Aus Kunst wird wieder Brennholz

WARTH. Vor drei Wochen gewann der Holzturm in der Kartause den Prix Lignum als beste Schweizer Arbeit aus Laubholz. Am Samstag aber schlug sein letztes Stündlein. Der Künstler Tadashi Kawamata begann mit dem Abbau.

Christine Luley
Drucken
Teilen
Beim Abbau seines Scheiterturms legt der Künstler Tadashi Kawamata persönlich Hand an und wirft das erste Holzscheit hinunter. (Bild: Andrea Stalder)

Beim Abbau seines Scheiterturms legt der Künstler Tadashi Kawamata persönlich Hand an und wirft das erste Holzscheit hinunter. (Bild: Andrea Stalder)

Halb Zwölf vorbei. Vor dem Scheiterturm in der Kartause wartet eine kleine Gruppe auf den grossen Moment: den Abbruch des temporären Kunstobjektes. Zwei Männer unterhalten sich über moosbesetzte Stellen auf der Nordseite des Turmes. Zwei Fachleute offensichtlich, denn Christophe Scheidegger war als Architekt und Bauleiter und Markus Zimmermann als Holzbauingenieur beim Bau des Turmes im März 2013 verantwortlich.
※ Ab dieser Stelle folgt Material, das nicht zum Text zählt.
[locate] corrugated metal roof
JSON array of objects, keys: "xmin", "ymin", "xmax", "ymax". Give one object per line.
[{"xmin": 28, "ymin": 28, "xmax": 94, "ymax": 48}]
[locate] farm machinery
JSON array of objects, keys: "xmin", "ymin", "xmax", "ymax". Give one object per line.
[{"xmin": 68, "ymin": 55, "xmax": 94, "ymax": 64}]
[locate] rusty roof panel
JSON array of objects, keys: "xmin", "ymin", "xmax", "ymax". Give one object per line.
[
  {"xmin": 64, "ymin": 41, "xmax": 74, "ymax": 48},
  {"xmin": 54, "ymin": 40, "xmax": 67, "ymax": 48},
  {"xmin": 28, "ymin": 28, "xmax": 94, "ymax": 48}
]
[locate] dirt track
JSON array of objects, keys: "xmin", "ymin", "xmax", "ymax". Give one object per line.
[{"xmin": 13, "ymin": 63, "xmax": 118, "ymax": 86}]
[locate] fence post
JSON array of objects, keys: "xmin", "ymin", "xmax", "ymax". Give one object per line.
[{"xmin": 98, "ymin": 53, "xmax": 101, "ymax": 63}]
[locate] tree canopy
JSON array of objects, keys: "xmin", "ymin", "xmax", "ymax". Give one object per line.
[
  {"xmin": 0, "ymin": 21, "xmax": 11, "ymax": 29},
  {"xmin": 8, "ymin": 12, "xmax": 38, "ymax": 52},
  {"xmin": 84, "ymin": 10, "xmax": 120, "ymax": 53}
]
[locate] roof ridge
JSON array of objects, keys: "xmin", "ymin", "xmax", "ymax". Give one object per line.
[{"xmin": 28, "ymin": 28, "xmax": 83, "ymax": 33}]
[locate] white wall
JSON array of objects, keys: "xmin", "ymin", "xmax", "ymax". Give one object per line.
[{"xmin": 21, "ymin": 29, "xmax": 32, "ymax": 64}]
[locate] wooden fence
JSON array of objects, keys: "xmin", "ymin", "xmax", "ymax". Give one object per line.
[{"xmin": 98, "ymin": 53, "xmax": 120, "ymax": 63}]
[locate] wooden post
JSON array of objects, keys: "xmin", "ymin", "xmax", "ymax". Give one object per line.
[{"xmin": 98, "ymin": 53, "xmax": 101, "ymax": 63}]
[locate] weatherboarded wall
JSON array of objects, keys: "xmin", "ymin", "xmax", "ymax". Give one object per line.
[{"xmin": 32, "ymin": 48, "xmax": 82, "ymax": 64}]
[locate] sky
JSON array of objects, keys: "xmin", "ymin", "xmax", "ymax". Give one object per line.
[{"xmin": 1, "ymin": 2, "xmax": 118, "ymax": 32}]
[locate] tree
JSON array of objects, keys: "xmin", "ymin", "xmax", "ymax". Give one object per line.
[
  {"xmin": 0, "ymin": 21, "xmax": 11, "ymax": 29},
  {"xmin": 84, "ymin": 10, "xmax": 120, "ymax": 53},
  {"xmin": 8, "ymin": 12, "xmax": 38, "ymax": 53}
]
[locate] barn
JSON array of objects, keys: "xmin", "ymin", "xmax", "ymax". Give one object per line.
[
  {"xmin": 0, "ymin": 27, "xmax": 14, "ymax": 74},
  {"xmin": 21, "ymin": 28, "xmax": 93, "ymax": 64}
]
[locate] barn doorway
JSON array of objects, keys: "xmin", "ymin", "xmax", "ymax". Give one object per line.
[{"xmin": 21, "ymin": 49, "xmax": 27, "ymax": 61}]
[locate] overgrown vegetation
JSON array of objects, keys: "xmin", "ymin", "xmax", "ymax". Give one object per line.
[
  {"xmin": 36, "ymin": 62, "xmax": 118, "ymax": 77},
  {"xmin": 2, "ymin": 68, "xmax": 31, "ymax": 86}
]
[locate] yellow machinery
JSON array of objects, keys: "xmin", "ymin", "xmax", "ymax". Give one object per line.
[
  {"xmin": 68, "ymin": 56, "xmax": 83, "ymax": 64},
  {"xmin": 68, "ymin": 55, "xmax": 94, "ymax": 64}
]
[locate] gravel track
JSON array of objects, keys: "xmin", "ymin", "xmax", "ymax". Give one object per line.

Turm aus 100 Tonnen Hartholz

Es geht los. Stefanie Hoch, die Kuratorin des Kunstmuseums Thurgau, erzählt von Tadashi Kawamatas Vision, Scheiterbeigen wie Wände um die Kartause zu schichten. Ein Element davon hat er verwirklicht. Der Künstler hat die Jahresernte von 170 Ster, 100 Tonnen Hartholz, nicht konventionell in Beigen zum Trocknen gelagert, sondern zu einem Turm gestapelt. Das gelungene Projekt sei ein Spiel mit der Vorstellung von Funktionalität und deren Auflösung, sagt die Kuratorin.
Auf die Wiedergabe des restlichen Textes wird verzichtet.